By Pam Holland, President & Instructor, TechMoxie,   Pam (at) tech-moxie.com        www.tech-moxie.com

 Looking to detox from election news or just looking for more interesting content? Streaming is a great way to be in control of the what, where and when of what you view.

 What is ‘streaming’?

It is easiest to start with traditional TV viewing. There are two options: Cable or a digital antenna to pick up VHF or UHF channels. Streaming, on the other hand, is done via the Internet - the same service that brings you email, google, and access to websites.

 Why is it called streaming? Because it flows to our devices much like water streams through our pipes. Due to variations in the speed with which data comes over the internet, a little extra is stored (“buffered”) as we watch so that we see a steady stream of video. Otherwise what we are watching would start and stop with annoying frequency. Plus, the content is not downloaded and stored on our devices - it streams through and out.

 You can stream content simply by going to your computer. Go to PBS or YouTube on the web and click a video - this is streaming. But sitting in front of a computer isn't terribly cozy.

 Streaming from a TV - what equipment do I need?

Streaming can be done from any device that has an internet connection. Your computer, a tablet or a smartphone can easily stream video content. TVs can stream video if they are internet enabled. (“Smart TVs” are internet-ready).  Older (non-smart) TVs can easily be connected to the internet by attaching a relatively inexpensive device such as a Roku, Amazon Fire Stick, Google Chromecast or Apple TV (most available for under $50). Roku device

 Newer Smart TVs connect to the internet wirelessly over Wi-Fi, which is great if your TV isn’t near your internet router. Older Smart TVs might need to be plugged into your cable modem - much like computers needed to be wired before Wi-Fi. If you have an older Smart TV, you might want to consider purchasing a Roku-type device which will allow you to connect the TV to the internet to wirelessly.

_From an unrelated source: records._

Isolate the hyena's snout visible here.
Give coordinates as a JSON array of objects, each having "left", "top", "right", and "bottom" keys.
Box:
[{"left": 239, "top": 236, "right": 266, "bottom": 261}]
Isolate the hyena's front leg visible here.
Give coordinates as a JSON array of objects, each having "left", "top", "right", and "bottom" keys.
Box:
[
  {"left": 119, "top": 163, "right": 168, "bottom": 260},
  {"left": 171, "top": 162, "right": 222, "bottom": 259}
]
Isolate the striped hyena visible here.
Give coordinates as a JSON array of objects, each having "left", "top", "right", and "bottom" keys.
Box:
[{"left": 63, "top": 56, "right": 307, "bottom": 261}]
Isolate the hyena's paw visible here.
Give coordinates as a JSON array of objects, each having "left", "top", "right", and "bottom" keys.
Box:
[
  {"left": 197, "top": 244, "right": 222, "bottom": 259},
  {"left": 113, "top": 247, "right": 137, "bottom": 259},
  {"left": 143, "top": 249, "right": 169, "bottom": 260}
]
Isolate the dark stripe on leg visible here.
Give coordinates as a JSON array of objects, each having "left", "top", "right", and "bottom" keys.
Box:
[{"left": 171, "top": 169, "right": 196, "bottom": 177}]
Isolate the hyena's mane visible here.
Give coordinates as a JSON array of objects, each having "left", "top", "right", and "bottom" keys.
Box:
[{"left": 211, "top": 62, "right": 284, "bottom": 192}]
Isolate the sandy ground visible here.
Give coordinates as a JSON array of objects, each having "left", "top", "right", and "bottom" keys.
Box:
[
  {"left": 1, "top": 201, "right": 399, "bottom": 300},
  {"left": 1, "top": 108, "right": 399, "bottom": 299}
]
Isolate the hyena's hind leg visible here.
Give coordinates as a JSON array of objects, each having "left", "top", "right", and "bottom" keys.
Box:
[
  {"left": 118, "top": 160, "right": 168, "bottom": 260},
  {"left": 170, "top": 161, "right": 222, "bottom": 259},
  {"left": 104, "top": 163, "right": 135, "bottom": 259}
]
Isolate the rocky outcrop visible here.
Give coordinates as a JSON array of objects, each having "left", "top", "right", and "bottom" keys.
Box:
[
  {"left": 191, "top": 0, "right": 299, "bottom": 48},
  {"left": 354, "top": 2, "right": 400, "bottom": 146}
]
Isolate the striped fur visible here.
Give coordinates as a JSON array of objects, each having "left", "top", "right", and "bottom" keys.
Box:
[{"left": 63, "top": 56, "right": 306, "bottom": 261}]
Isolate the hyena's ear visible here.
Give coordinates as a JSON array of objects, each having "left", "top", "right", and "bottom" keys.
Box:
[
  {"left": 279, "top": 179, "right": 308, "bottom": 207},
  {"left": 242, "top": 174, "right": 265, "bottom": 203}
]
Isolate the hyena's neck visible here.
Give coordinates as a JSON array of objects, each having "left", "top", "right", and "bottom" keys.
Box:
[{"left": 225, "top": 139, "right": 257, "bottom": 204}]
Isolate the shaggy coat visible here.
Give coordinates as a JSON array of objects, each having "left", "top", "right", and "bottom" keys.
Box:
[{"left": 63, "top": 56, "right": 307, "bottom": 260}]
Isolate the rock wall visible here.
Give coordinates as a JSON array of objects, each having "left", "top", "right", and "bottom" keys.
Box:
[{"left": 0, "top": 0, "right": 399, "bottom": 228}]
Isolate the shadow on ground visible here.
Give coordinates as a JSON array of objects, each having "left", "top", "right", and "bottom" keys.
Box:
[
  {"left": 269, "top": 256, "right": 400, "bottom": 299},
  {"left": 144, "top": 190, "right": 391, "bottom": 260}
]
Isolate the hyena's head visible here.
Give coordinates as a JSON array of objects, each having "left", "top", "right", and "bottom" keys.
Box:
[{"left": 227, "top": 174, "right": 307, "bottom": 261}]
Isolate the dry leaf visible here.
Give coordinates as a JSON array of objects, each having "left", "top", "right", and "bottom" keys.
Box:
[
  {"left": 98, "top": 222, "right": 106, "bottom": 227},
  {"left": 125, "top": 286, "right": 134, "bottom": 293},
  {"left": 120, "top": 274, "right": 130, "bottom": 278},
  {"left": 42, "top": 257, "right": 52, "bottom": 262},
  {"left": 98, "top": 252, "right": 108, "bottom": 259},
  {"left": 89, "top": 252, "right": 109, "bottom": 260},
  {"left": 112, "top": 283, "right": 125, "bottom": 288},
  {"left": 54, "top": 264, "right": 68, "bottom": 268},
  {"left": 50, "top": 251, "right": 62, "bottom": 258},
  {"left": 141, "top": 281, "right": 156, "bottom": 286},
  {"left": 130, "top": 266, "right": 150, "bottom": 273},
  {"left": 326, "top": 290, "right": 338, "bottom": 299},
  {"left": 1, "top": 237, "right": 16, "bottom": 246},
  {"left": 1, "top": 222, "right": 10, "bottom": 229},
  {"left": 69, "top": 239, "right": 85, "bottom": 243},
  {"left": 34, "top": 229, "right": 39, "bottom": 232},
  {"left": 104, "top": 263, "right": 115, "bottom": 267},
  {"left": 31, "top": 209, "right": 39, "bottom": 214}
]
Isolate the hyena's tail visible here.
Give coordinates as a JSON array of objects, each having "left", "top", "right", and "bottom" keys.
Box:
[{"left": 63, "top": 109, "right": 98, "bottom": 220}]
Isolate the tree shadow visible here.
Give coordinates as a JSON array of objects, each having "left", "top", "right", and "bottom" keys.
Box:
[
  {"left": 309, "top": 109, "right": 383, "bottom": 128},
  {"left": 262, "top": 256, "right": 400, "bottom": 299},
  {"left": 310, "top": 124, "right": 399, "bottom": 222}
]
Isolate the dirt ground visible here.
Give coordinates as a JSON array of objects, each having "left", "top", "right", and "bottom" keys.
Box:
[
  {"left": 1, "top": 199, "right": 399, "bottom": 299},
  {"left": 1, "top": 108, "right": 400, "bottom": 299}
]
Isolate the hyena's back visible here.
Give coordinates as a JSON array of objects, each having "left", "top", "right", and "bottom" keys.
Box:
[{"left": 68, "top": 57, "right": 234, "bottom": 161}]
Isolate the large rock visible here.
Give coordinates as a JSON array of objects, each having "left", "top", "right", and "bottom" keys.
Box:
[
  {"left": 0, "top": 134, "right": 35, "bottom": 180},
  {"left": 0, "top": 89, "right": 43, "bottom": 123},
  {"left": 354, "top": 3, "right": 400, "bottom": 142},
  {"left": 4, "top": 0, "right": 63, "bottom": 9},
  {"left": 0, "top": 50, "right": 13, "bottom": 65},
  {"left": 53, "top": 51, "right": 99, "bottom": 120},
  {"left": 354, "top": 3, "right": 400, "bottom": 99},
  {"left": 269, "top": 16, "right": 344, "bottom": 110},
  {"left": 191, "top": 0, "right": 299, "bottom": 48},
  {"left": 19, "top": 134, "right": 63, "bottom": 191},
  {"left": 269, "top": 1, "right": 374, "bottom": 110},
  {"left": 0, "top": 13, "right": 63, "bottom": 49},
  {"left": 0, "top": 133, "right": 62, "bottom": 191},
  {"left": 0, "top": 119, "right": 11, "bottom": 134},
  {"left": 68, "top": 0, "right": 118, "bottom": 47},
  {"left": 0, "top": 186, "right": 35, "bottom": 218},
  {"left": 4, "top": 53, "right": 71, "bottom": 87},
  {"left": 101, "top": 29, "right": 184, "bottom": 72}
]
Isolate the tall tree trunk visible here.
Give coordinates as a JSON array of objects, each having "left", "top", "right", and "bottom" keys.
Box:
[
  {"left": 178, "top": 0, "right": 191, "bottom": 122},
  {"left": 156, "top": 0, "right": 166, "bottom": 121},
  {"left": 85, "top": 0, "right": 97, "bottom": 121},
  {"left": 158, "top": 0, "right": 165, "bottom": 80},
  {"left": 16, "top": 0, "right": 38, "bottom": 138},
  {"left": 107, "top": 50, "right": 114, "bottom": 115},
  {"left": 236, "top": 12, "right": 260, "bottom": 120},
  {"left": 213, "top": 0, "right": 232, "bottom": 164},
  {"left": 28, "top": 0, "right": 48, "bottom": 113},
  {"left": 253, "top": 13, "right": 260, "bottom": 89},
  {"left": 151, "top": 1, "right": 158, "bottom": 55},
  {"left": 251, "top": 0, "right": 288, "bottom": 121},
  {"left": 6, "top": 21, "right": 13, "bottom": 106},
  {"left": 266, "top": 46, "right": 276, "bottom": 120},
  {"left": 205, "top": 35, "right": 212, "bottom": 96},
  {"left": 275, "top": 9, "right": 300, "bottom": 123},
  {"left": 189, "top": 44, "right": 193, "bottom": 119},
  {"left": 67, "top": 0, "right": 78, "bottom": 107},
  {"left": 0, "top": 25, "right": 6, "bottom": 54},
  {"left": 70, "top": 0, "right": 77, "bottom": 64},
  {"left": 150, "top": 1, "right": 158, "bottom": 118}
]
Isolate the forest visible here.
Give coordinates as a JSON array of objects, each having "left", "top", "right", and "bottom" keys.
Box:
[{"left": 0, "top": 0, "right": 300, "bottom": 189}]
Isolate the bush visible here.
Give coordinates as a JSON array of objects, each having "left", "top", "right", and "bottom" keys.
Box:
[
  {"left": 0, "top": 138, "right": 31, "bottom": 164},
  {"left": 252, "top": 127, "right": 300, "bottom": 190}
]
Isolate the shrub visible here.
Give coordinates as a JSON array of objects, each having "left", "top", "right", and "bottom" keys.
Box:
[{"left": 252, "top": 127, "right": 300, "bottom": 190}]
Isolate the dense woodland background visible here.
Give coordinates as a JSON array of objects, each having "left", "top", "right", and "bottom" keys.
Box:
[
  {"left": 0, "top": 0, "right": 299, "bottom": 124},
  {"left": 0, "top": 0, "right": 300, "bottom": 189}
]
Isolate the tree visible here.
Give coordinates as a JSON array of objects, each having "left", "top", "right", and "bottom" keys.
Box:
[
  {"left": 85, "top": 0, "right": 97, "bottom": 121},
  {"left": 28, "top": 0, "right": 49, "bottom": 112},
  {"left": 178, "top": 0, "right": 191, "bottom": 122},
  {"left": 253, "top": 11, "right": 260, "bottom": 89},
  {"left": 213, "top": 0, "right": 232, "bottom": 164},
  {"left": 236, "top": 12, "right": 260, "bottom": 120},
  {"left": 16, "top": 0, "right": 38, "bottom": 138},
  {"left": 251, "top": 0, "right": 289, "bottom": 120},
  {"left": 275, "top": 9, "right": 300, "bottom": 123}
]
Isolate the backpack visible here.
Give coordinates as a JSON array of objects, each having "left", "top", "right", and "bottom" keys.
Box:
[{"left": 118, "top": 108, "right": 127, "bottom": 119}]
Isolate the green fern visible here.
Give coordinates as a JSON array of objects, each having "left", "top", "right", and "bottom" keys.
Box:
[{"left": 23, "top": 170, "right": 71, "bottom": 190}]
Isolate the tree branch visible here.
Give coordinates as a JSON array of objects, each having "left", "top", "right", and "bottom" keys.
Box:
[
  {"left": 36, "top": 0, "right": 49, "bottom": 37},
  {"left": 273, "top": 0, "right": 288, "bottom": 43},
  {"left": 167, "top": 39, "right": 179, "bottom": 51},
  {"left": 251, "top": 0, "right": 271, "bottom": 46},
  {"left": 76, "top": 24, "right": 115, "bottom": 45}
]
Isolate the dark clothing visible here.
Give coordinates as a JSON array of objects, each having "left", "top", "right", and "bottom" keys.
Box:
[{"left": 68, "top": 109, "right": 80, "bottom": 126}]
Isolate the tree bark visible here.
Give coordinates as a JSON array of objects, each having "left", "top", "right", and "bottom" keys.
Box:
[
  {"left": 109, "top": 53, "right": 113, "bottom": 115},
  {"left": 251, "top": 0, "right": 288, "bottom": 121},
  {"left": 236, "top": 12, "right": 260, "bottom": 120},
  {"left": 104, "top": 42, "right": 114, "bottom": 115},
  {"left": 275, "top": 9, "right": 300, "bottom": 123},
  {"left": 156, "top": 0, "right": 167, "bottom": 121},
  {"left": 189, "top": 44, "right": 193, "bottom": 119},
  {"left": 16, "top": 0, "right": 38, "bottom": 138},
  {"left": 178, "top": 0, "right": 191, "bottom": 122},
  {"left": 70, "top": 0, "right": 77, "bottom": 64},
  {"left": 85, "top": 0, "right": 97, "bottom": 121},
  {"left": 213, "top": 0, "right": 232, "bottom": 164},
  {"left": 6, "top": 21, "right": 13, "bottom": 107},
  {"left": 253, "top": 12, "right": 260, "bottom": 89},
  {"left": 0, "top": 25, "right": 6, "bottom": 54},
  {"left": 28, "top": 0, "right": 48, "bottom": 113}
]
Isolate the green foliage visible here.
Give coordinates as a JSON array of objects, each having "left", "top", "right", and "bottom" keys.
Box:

 As Roku-type devices all connect to the internet wirelessly, you will need Wi-Fi. Newer modems include Wi-Fi capability. If you don't have a Wi-Fi modem, you can get one from your internet provider or an electronics store.

 How to get content?

There are many sources for great streaming content. Some are free, but many involve a monthly subscription such as Netflix or Amazon Prime. We think it easiest to set up these accounts using a computer. Once your TV is set up for streaming, you can access your subscriptions by turning on your TV and Roku-type device or accessing the Smart TV functions. Roku, for example, will display a menu of available subscription services. Click on the service you subscribe to (e.g., Netflix) and you will be prompted to enter your user name and password. (Happily, you do not need to enter these passwords each time you watch!)

 If you have cable TV, consider subscriptions that will supplement what you have on cable such as Netflix and Amazon Prime. For those who don’t have cable TV (or want to eliminate it), consider a subscription to SlingTV which offers packages starting at $20 that include cable news, sports channels and other cable channels such as Comedy Central. Even HBO and Showtime can now be purchased a la carte via a monthly subscription.

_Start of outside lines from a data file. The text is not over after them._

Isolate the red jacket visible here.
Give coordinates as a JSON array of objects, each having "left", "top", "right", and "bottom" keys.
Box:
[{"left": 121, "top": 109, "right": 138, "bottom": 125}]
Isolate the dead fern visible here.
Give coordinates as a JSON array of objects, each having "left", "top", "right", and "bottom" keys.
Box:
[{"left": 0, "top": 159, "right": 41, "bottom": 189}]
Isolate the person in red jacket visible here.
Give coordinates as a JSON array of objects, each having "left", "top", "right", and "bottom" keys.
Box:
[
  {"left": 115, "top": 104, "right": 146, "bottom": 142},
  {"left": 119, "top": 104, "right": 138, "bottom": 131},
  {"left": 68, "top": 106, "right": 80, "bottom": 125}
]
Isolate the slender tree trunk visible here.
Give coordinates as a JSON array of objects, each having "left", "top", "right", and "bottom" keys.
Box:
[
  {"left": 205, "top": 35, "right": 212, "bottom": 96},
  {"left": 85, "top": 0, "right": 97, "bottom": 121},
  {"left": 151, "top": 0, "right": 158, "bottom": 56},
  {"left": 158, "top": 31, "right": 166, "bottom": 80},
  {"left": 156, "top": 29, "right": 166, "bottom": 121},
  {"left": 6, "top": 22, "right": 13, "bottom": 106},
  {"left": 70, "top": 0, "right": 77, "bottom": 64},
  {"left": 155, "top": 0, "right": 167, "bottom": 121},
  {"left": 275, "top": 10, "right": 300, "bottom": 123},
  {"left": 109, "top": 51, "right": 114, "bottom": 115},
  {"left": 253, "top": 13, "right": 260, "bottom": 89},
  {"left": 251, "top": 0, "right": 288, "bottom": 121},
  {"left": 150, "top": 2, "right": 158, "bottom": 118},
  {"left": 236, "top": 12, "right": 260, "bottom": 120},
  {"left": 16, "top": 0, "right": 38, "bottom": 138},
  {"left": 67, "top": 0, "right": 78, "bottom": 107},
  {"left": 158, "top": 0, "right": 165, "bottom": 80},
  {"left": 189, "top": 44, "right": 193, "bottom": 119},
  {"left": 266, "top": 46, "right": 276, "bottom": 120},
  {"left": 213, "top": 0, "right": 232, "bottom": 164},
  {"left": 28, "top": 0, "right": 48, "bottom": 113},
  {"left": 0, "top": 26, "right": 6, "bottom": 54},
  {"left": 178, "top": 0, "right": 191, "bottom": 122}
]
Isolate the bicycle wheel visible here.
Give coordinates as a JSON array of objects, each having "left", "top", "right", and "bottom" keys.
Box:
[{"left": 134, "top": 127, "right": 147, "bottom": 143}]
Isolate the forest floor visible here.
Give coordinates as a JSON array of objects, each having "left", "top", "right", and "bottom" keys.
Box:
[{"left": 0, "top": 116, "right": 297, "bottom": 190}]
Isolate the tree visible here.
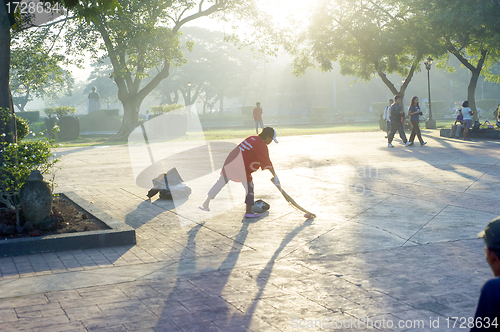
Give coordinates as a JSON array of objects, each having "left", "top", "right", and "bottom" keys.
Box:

 One of the great advantages of these subscription services is that you can access them from any internet device. I often start watching a Netflix program on my computer and then continue later that evening from my TV. Netflix automatically saves where I left off.

 What about “cutting the cord”?

17Most of the cable companies bundle services (e.g., the Comcast's Triple Play) making your telephone and internet more expensive if you don't opt for the bundle.  Cutting the cord is best for those who are willing to eliminate their telephone (landline) service as well. Doing a careful cost comparison is necessary. But, if you pay for premium content via cable, you might do better to stream that content rather than pay for expensive cable upgrade packages. One huge advantage of streaming is that subscriptions are month-to-month and therefore can be cancelled and restarted at any time.